Data registration
Overview
Teaching: 20 min
Exercises: 20 minQuestions
What is data registration?
Why should you upload your data to a data repository?
What types of data repositories are there?
How to choose the right repository for your dataset?
Objectives
Describe why indexed data repositories are important
Summarise resources enabling you to choose a searchable repository
Data registration and the FAIR Principles
Data registration relates to the following 3 FAIR Principles (Table 3.1).
We will discuss and signpost these in this Episode.

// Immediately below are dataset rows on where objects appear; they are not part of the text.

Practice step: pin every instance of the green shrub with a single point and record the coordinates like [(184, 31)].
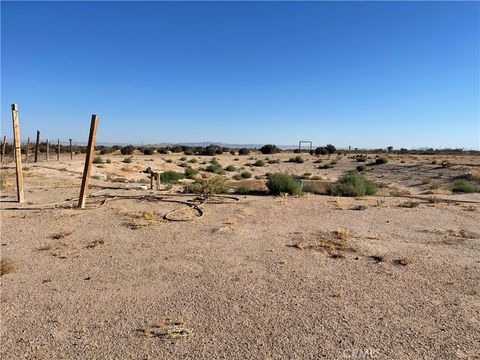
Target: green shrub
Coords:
[(283, 183), (213, 185), (353, 184), (168, 177), (327, 166), (464, 186), (215, 168), (97, 160), (127, 150), (269, 149), (147, 151), (243, 189), (297, 159), (190, 172), (381, 160)]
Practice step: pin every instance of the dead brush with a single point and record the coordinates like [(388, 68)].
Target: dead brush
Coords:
[(6, 266), (61, 234), (461, 234), (343, 234), (404, 261), (95, 243)]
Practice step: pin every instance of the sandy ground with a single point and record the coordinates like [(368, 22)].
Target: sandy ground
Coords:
[(248, 280)]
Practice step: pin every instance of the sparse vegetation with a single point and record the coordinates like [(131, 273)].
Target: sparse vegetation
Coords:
[(269, 149), (97, 160), (381, 160), (215, 184), (127, 150), (464, 186), (297, 159), (279, 183), (246, 175), (353, 184), (169, 177), (6, 266)]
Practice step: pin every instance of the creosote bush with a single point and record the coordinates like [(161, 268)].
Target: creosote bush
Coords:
[(353, 184), (269, 149), (215, 184), (464, 186), (147, 151), (127, 150), (97, 160), (190, 172), (297, 159), (279, 183), (215, 168), (246, 175), (169, 177), (381, 160)]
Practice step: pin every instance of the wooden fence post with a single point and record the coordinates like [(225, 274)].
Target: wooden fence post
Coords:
[(18, 153), (88, 162), (3, 146), (36, 146), (27, 150)]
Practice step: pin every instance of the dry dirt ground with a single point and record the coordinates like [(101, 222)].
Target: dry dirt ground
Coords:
[(260, 278)]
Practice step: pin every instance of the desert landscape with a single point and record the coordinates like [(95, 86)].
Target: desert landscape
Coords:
[(227, 268)]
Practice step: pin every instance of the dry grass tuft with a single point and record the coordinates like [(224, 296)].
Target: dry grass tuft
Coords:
[(329, 243), (343, 234), (379, 258), (462, 234), (404, 261), (340, 204), (61, 234), (95, 243), (6, 266)]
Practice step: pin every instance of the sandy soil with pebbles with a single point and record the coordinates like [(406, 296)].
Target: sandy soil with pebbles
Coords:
[(262, 278)]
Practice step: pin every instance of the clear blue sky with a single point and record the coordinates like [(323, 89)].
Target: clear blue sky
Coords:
[(367, 74)]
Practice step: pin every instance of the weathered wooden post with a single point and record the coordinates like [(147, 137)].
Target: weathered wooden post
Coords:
[(88, 162), (37, 143), (27, 151), (4, 146), (18, 153)]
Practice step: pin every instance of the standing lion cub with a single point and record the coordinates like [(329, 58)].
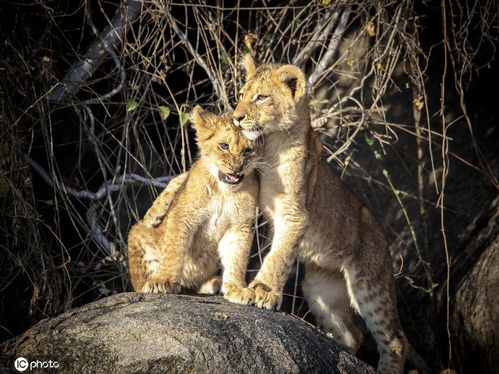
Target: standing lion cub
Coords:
[(205, 215), (316, 220)]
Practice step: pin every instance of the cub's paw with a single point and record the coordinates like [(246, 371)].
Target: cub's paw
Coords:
[(211, 286), (265, 297), (237, 294), (161, 285)]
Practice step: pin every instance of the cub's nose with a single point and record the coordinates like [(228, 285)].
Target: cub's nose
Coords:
[(238, 118), (236, 169)]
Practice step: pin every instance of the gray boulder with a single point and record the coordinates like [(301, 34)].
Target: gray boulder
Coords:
[(161, 333)]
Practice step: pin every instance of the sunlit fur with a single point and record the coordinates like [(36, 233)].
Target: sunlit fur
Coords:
[(199, 221), (317, 220)]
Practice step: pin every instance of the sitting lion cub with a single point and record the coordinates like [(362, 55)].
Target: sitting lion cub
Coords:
[(207, 214)]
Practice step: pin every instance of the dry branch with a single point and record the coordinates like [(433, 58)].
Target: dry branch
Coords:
[(96, 54)]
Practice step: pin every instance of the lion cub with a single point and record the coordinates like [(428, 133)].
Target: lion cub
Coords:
[(205, 216), (316, 220)]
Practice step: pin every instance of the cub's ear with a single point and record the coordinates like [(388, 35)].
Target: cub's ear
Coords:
[(249, 65), (203, 122), (294, 79)]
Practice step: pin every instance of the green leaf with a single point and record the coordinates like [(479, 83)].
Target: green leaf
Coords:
[(225, 58), (318, 102), (164, 112), (184, 118), (131, 105)]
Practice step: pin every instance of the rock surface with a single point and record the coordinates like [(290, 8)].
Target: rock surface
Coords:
[(161, 333)]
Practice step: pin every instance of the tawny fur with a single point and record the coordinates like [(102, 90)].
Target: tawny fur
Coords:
[(199, 219), (317, 220)]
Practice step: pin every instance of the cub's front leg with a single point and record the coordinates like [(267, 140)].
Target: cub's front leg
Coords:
[(234, 249), (170, 251), (289, 225)]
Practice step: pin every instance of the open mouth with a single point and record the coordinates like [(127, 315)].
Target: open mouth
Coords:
[(230, 178), (252, 134)]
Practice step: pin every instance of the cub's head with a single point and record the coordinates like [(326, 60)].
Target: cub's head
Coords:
[(271, 98), (228, 154)]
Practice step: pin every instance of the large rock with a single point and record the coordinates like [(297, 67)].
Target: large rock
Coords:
[(161, 333)]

The FAIR Guiding Principles | |
---|---|
To be Findable: | F1. (meta)data are assigned a globally unique and persistent identifier F2. data are described with rich metadata (defined by R1 below) F3. metadata clearly and explicitly include the identifier of the data it describes F4. (meta)data are registered or indexed in a searchable resource |
To be Accessible: | A1. (meta)data are retrievable by their identifier using a standardized communications protocol A1.1 the protocol is open, free, and universally implementable A1.2 the protocol allows for an authentication and authorization procedure, where necessary A2. metadata are accessible, even when the data are no longer available |
To be Interoperable: | I1. (meta)data use a formal, accessible, shared, and broadly applicable language for knowledge representation. I2. (meta)data use vocabularies that follow FAIR principles I3. (meta)data include qualified references to other (meta)data |
To be Reusable: | R1. meta(data) are richly described with a plurality of accurate and relevant attributes R1.1. (meta)data are released with a clear and accessible data usage license R1.2. (meta)data are associated with detailed provenance R1.3. (meta)data meet domain-relevant community standards |
Table 3.1: The 15 FAIR Guiding Principles. Principles relating to data registration in black.

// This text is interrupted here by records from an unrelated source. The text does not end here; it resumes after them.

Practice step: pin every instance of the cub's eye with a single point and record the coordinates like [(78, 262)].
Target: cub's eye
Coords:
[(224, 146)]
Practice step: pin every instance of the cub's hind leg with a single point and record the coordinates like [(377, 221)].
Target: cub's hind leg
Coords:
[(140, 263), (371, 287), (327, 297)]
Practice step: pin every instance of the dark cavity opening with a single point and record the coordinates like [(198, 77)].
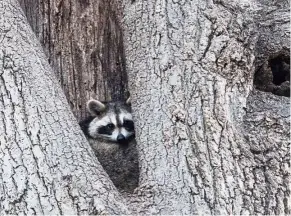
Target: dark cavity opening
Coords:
[(280, 68)]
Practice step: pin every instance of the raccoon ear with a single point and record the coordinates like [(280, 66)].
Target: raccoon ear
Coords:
[(128, 101), (95, 107)]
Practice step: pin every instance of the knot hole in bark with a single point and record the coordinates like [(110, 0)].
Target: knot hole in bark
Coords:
[(274, 75)]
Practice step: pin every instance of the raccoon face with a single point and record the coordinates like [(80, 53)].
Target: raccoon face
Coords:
[(111, 121)]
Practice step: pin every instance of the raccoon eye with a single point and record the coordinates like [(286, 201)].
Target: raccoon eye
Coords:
[(128, 125), (110, 126)]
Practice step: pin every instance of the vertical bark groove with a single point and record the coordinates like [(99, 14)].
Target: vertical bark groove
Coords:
[(84, 44)]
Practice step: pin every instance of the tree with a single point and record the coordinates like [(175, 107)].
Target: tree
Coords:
[(207, 141), (47, 166), (84, 44)]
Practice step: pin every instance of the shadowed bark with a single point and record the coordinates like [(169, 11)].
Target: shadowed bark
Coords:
[(84, 45)]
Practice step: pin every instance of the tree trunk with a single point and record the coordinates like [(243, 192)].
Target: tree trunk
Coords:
[(46, 164), (84, 44), (208, 142)]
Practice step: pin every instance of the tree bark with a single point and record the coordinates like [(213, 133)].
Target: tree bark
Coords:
[(46, 164), (208, 141), (83, 42), (207, 144)]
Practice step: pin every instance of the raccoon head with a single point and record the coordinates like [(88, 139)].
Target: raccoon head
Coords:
[(110, 121)]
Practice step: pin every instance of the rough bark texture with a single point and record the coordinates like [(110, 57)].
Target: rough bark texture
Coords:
[(46, 165), (84, 44), (207, 144)]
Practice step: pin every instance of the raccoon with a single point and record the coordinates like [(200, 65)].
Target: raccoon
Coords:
[(110, 132), (109, 121)]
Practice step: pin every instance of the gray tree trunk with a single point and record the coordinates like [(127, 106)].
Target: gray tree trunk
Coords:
[(208, 142), (84, 45)]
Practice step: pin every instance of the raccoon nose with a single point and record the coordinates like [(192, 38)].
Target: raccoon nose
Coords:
[(120, 138)]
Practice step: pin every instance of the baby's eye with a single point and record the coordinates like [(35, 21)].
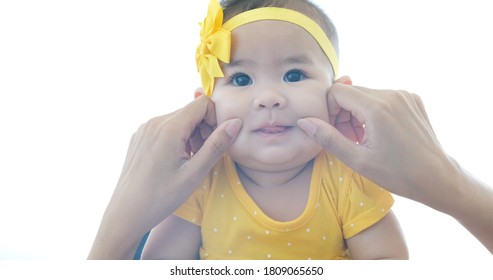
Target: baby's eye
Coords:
[(294, 76), (241, 80)]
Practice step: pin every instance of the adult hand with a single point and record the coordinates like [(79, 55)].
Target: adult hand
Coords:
[(386, 136), (167, 159)]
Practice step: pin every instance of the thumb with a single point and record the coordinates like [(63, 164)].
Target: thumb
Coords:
[(216, 145), (331, 139)]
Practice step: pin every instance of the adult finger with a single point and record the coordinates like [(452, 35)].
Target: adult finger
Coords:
[(331, 139), (191, 116), (214, 147)]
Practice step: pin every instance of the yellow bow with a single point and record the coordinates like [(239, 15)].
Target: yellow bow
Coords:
[(215, 45)]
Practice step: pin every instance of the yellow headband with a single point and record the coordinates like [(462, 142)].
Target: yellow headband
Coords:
[(215, 38)]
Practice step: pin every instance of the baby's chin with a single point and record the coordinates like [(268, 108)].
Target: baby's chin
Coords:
[(274, 161)]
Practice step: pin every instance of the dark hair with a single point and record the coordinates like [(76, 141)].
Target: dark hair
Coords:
[(233, 7)]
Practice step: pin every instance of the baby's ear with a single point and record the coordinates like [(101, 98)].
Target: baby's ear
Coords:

What is data deposition and registration?
Data deposition and registration refer to the process of uploading data to a searchable resource, and providing appropriate metadata to facilitate its discoverability. For example, a data repository, where data and metadata can be uploaded, may enable it to be discovered, preserved and accessed. Here we use the general term data repository to describe any online storage location that can host deposited (meta)data.
In the context of FAIR, data deposition relates to a number of the Guiding Principles. Firstly, “(meta)data are registered or indexed in a searchable resource” (FAIR Principle F4). Searchable (indexed) metadata enables humans and computers to query and discover data of interest, though this depends on what is indexed. Here, indexing refers to a process that occurs within the architecture of the data repository (local indexing) where metadata are organised so that they can be queried based on a defined field. It is worth noting that community resources, focused on a particular domain (for example, the human database in Ensembl) are better indexed for a particular community, rather than generic repositories (for example, Zenodo) which may not index the community specific components, and may focus on higher level metadata. Indexing by an internet search engine is another example of this. Google (and other search engines, such as yahoo and yandex) have an agreed vocabulary (schema.org), within web pages, that are ‘scraped’ and indexed. While the focus of this vocabulary was originally intended for commercial products, community specific efforts to facilitate discipline-specific indexing are under way (for example, Bioschemas).
Why should I upload my data to a data repository?
Data repositories are generally preferred to file storage systems (such as Dropbox) or sharing data on an ad hoc basis, since they often better support FAIR best practice. Repositories will assign citable, “globally unique and persistent identifiers” (FAIR Principle F1) to data, and in some cases enable a data submitter to apply a data usage licence through association with the resource (FAIR Principle R1.1).
Although not exclusively, data repositories support the creation of metadata through curation interfaces providing drop-downs and text fields for metadata entry and validation. Often in the case of a domain or data-specific data repository, such as BioStudies shown in the previous Episode, drop-downs for metadata curation will link community-endorsed vocabularies (FAIR Principle R1.3).
Types of data repository
General public data repositories, such as Zenodo, are multidisciplinary and permit registration and upload of open and closed access (meta)data. Metadata curation is relatively high level and made searchable via indexing. Relating to data in the Life Sciences, Zenodo is often used to publish and provide citable URLs to supplementary data within articles, usually in instances where a domain repository does not exist.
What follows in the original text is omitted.